Once we’ve parsed these .xml files, the container has enough information to build up the classpath for the component. Some of these deployers have also thrown off or modified some ClassLoadingMetaData, which describe paths that should be added to the classpath.

As the container enters the CLASSLOADER stage of deployment, other magic occurs to actually set up the classpath.

After that, There is annotations parsing through ConvergedSipAnnotationMetaDataDeployer that produces SipMetaData and WebMetaData also but based on the annotations instead of the xml descriptors this time

In the end, it’s the JBossConvergedSipMetaData (instead of JBossWebMetaData) that drives the ultimate deployment, but what if we don’t have a jboss-web.xml? That’s where the MergedJBossConvergedMetaDataDeployer (instead of MergedJBossWebMetaDataDeployer) comes in. It looks for SipMetadata (parsed from the sip.xml and the annotation based one), WebMetaData(parsed from the web.xml and the annotation based one), and a JBossWebMetaData if one has been parsed, and merges everything into a singular JbossConvergedSipMetaData (instead of JBossWebMetaData).

I’m a little fuzzy on the ins and outs of the CLASSLOADER stage at this point, but magic occurs there.

And our app still isn’t deployed yet. But we’re getting there.

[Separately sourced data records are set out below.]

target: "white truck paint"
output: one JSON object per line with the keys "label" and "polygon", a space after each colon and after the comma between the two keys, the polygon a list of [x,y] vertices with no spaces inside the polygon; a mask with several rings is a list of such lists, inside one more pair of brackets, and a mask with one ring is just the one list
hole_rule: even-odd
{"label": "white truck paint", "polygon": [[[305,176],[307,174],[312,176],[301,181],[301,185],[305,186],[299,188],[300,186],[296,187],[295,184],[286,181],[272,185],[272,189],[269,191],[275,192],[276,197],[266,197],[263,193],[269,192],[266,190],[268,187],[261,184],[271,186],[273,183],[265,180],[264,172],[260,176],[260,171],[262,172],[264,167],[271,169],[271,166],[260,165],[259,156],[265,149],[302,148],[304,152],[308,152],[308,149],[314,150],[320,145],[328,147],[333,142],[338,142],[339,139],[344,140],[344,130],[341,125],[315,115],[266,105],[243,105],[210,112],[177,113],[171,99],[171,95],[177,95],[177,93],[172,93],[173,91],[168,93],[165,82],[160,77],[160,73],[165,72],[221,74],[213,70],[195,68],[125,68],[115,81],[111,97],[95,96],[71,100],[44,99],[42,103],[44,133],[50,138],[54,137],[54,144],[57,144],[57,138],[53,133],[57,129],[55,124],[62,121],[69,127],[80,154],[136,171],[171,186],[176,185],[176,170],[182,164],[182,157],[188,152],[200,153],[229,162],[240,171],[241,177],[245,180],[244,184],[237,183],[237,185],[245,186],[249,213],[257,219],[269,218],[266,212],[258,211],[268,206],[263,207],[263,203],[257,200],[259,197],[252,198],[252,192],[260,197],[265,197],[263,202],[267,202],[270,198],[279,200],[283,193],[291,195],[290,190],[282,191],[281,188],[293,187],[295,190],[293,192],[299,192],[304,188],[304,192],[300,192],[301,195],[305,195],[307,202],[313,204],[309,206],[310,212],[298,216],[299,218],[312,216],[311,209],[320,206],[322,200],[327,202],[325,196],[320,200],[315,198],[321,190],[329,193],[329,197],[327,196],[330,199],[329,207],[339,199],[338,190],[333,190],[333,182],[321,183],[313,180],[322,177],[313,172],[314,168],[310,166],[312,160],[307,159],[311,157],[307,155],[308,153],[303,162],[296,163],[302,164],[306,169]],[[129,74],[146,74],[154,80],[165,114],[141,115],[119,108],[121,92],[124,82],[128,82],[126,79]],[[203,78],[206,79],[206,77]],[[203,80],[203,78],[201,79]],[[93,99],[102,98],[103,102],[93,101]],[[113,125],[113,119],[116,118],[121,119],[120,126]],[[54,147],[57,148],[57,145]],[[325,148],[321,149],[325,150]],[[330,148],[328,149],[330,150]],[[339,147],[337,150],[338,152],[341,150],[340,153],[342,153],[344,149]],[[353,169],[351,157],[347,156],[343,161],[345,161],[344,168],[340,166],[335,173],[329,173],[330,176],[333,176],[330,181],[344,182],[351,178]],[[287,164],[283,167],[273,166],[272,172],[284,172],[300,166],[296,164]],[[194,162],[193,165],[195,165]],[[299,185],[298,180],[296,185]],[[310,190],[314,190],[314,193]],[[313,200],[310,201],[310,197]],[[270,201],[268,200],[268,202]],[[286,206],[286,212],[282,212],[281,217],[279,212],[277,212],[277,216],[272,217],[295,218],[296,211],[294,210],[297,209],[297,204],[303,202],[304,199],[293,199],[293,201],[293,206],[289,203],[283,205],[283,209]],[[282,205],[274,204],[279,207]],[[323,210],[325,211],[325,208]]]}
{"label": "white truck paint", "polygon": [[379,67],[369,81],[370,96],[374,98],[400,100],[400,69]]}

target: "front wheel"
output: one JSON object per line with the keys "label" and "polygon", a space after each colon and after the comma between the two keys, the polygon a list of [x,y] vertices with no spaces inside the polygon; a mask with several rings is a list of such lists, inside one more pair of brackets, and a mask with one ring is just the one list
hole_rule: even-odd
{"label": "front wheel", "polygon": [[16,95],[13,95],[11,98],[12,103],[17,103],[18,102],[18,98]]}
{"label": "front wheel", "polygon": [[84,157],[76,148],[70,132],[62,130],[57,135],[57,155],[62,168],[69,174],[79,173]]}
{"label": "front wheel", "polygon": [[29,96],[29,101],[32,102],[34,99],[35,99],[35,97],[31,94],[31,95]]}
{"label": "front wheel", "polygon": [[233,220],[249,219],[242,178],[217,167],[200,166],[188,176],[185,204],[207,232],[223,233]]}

Finally, we enter the REAL stage of deployment, which fittingly-enough, is where the actual deployment occurs. Hooray!

Our TomcatConvergedDeployer (instead of TomcatDeployer) that is sip servlets aware is hanging out there, waiting for JBossWebMetaData objects to appear. When it sees one, it checks if the application is a sip servlets application (by checking if a sip.xml descriptor or Sip Servlets annotations are present), if it is not it deploy as a standard web app otheriwse it goes to work setting up information for our extended Tomcat (that is sip servlets aware) to deploy a sip-app. It configures everything in Tomcat from the information other deployers figured out from sip.xml, web.xml, jboss-web.xml and annotations and embodied in the MetaData by creating a TomcatConvergedDeployment (instead of TomcatDeployment for a standard webapp).

This TomcatConvergedDeployment also sets up the private jndi for the webapp and binds the needed objects to it (like SipFactory, TimerService and SipSessionsUtils). It also set the InjectionContainer, TomcatConvergedSipInjectionContainer(instead of TomcatInjectionContainer) so that needed objects can be injected into annotated attributes of the archive.

It jams it into Tomcat, hits the big red “go” button, and port 5080 is serving you sip-app (and port 8080 also if this is a HTTP/SipServlets converged application).